Automated canary analysis operates on the data collected from the system and service to analyze resource usage as well as other service context-specific data. The data collected is analyzed for dimension reduction, prioritized for performance impact, and normalized for service load to provide a filtered view of changes in resource usage and performance.
OpsMx canary analysis POC
The OpsMx service/plugin (also referred to as CAS) would be a REST service that listens to DC/OS events and provides additional canary analysis scores and detailed reports. OpsMx automates the process of metrics selection and dimension reduction, and performs automated scoring of the health of the canary.
OpsMx would integrate with DC/OS monitoring of cluster resource usage and can be augmented with monitoring agents for custom metrics of specific services. OpsMx also provides agents for monitoring common application components like tomcat, nginx, and postgres, and supports integration with third party monitoring solutions.
OpsMx can analyze the performance of a rolling update as it is happening, and for a specified period after it is finished. Detailed analysis of the performance and resource usage of a newly deployed service instance provides the following benefits:
- Health checks with long-term resource usage pattern analysis for better rollback decisions.
- Analysis to detect degradations on load-based performance for early warnings.
- Detection of capacity changes between the old and new builds.
- A detailed analytics report of performance groups for diagnostic support.

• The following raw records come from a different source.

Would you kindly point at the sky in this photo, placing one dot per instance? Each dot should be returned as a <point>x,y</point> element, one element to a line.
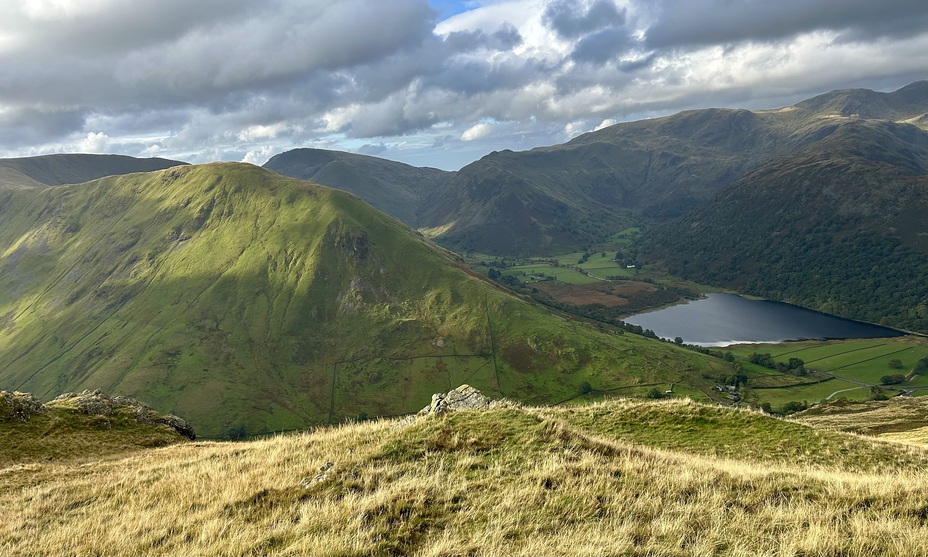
<point>427,82</point>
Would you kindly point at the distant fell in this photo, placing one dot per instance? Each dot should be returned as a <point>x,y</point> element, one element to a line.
<point>248,302</point>
<point>566,197</point>
<point>395,188</point>
<point>55,170</point>
<point>838,226</point>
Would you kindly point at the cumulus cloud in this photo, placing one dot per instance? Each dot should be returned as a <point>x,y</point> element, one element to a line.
<point>238,79</point>
<point>571,20</point>
<point>477,131</point>
<point>372,149</point>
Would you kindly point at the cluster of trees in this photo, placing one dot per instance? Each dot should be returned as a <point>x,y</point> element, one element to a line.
<point>794,366</point>
<point>837,265</point>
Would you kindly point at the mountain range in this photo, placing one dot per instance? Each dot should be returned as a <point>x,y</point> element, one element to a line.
<point>247,302</point>
<point>819,203</point>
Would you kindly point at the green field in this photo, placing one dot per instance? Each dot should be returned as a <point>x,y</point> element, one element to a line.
<point>855,366</point>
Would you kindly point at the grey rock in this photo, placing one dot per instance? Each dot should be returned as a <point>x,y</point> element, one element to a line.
<point>19,406</point>
<point>464,397</point>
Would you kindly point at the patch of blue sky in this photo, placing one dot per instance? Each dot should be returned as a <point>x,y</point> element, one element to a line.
<point>450,8</point>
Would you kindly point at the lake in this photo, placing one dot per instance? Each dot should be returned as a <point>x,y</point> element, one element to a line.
<point>723,319</point>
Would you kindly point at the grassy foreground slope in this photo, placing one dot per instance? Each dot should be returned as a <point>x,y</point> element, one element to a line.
<point>507,481</point>
<point>78,428</point>
<point>248,302</point>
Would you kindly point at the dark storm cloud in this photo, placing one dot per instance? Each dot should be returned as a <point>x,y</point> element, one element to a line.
<point>214,79</point>
<point>30,126</point>
<point>570,20</point>
<point>681,23</point>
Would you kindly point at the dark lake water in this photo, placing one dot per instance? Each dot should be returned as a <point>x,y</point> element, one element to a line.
<point>723,319</point>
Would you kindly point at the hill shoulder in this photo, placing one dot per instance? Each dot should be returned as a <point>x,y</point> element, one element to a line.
<point>77,426</point>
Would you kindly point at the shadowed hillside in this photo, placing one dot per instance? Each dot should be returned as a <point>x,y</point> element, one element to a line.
<point>249,302</point>
<point>565,197</point>
<point>838,227</point>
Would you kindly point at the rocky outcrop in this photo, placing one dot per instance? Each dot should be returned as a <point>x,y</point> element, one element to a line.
<point>99,403</point>
<point>464,397</point>
<point>18,406</point>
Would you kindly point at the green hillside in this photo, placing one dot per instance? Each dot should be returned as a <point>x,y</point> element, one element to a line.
<point>619,478</point>
<point>838,227</point>
<point>249,302</point>
<point>395,188</point>
<point>55,170</point>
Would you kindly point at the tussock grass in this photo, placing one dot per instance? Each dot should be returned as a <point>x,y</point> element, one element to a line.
<point>508,481</point>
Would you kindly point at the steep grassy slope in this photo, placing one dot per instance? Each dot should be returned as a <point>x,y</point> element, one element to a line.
<point>508,481</point>
<point>564,197</point>
<point>247,302</point>
<point>55,170</point>
<point>395,188</point>
<point>838,227</point>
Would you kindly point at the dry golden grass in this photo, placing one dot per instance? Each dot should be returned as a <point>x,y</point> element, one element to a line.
<point>508,481</point>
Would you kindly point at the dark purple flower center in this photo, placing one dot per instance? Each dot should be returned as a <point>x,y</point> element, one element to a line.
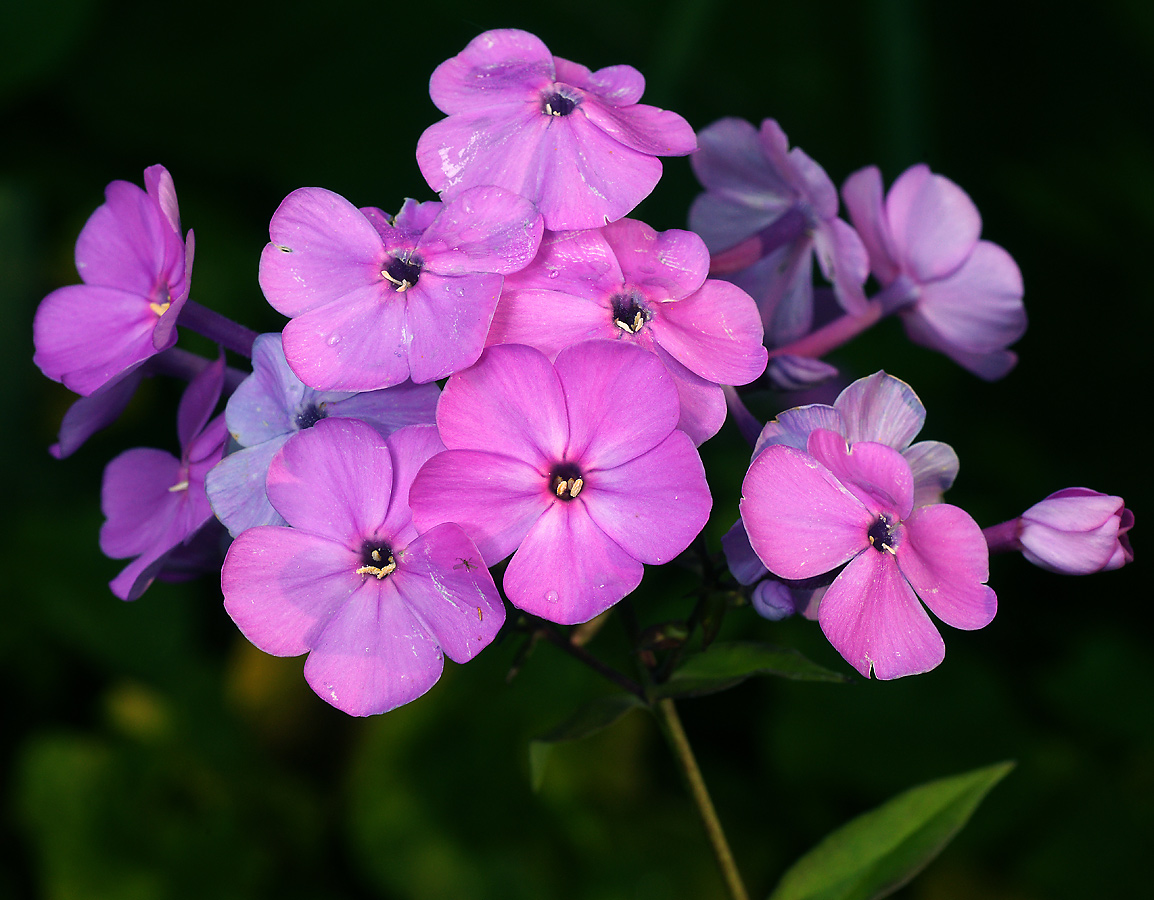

Rolling updates integrated with OpsMx provide analysis of both cluster performance and service instance performance.
Instance performance analysis compares the first deployed instance of the new version with a baseline version chosen from the currently running instances. The analysis can be configured for amount of time, frequency of analysis, acceptable score range, failure scores, and actions to be taken on certain score ranges.
The following diagram shows a sample scoring screen for a service deployment that may require manual intervention. You can diagnose the groups that need attention with relevancy scores that narrow down the events to debug. Service context will determine the course of action. The service context can be encoded into rules that can applied to future builds for faster analysis and diagnostics.
It is easy to perform timeline analysis on the metrics based on metric groups and time ranges/load ranges. The following picture shows raw data and quantile graphs for a selected metric.
Conclusion
Continuous delivery and deployments at scale and velocity require new techniques to ensure the quality of production deployments. OpsMx-supported canary analysis provides automated scoring based on deep analysis of the service and cluster to help inform promotion and rollback decisions. Visualization of the results of the canary analysis makes it easier to diagnose and reach root cause decisions faster. Developers can feed insights from previous deployments back into OpsMx analysis, further its increasing scoring accuracy.